Esta arma campera, que manejaba con natural destreza, la usaba para ahuyentar los perros, que en número apreciable solían llegarse hasta el sitio donde se organizaba la procesión, protagonizando a veces una bulliciosa pelea, que el opa, de certero y crueles latigazos, terminaba en contados segundos.

Había muchachos que llegaban al sitio para ensayar alguna travesura. Al opa le gritaban sobrenombres de toda índole, que no le hacían mella, hasta que un día, un muchacho vivaz y agresivo, le gritó a voz en cuello: "Se ha muerto un cura". Fue como una clarinada ordenándole a la carga. El opa lanzó un gruñido de furia y enarbolando el látigo corrió enloquecido en demanda del atrevido autor del grito irreverente.

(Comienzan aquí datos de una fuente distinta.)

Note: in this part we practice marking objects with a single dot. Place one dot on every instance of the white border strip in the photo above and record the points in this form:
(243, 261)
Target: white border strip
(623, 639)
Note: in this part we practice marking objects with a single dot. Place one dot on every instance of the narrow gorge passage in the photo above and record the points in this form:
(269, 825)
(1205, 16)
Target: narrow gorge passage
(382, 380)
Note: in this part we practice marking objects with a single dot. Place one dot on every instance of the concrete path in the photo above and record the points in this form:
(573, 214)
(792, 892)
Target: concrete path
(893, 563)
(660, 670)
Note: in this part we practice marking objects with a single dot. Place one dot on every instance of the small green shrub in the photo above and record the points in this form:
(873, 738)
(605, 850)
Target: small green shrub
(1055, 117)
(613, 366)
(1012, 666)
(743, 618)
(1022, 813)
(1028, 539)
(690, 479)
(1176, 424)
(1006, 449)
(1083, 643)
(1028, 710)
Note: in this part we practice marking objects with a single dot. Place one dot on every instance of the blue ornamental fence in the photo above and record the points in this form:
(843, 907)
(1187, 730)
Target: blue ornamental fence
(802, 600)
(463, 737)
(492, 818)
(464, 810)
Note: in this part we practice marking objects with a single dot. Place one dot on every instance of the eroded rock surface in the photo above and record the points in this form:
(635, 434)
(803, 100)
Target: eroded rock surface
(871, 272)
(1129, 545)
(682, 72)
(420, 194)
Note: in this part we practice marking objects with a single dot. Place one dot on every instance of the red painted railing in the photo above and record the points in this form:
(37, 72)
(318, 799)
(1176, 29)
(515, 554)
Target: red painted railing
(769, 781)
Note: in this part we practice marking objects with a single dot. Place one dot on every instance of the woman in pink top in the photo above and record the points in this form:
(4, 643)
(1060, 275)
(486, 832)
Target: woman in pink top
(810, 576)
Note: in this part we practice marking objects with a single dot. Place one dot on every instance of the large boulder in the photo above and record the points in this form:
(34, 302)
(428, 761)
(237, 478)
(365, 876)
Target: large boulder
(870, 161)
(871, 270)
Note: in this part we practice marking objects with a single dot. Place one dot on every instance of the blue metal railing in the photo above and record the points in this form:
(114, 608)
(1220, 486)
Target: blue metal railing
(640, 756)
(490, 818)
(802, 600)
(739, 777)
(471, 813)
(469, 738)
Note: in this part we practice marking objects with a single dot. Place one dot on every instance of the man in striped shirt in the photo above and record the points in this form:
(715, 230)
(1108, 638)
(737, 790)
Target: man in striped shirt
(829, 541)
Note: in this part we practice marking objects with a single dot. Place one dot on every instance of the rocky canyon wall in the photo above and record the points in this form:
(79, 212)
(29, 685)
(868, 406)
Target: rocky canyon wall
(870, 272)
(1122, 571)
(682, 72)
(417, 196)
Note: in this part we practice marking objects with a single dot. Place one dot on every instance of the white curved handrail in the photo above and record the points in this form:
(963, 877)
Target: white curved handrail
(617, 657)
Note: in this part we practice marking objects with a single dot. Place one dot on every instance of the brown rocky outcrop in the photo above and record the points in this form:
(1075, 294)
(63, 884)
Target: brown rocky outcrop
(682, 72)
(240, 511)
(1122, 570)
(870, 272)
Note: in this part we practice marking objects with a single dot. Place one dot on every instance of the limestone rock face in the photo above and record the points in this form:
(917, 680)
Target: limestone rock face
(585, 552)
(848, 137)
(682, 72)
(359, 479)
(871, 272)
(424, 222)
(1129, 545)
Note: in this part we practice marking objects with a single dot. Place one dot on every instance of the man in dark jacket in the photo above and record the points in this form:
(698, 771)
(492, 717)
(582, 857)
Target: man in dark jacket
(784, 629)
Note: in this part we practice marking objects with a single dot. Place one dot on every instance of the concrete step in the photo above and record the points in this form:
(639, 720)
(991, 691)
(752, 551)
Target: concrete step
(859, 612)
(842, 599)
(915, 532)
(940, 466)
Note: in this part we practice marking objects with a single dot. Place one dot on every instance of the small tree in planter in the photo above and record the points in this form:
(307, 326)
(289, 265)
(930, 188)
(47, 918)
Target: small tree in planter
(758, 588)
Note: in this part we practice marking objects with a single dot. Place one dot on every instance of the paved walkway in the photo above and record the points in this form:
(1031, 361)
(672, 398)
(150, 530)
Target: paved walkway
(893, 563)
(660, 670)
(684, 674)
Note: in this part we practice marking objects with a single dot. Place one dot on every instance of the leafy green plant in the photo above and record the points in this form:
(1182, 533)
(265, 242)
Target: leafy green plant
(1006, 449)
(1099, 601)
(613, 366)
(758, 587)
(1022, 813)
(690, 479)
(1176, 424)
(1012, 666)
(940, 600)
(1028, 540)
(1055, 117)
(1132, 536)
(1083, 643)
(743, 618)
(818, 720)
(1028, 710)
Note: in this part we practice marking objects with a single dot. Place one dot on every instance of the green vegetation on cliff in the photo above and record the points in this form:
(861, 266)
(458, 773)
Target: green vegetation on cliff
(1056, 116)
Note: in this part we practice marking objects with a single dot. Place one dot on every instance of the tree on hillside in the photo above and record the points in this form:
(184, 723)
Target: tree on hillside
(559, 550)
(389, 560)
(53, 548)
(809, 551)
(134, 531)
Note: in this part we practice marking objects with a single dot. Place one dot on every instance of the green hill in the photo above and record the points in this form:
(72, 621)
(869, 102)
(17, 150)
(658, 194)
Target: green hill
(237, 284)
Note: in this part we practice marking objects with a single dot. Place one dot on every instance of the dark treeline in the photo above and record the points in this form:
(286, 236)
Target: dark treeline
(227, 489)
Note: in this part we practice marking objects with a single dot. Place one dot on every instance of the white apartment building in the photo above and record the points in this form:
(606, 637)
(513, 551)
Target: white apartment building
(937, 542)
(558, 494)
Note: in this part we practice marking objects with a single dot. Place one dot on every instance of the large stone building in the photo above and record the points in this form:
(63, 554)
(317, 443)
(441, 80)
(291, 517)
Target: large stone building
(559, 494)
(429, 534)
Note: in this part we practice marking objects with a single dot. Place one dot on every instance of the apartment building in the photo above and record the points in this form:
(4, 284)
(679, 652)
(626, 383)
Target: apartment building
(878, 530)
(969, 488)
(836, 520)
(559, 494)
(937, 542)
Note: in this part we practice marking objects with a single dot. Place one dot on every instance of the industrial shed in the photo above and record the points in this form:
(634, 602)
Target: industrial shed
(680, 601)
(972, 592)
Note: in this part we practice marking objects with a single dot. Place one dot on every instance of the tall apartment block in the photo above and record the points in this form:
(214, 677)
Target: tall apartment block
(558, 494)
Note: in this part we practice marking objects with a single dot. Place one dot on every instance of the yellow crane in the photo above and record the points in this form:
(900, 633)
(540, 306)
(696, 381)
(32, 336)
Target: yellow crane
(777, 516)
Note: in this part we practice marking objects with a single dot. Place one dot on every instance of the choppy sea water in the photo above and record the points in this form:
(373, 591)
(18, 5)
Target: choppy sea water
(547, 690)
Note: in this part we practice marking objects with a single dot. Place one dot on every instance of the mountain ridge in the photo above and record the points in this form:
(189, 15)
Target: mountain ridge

Todo terminaba cuando la columna se ponía en marcha y lentamente iniciaba su recorrido la procesión, entre los cánticos que subían piadosos por el aire, mientras los vecinos, desde los balcones de sus casas, arrojaban flores al paso de las imágenes a la vez que se arrodillaban y rezaban una plegaria en la tarde que iba apagando sus luces, cuando comenzaban a atisbar el espacio las luces de las primeras estrellas.

Este opa místico deambuló durante años por todas las procesiones, hasta que finalmente desapareció de escena, tal vez ahuyentado por las luces de los semáforos y la estridencia de las bocinas de los automóviles.

FUENTE: Crónica del Noa. Salta, 3 de Marzo de 1982.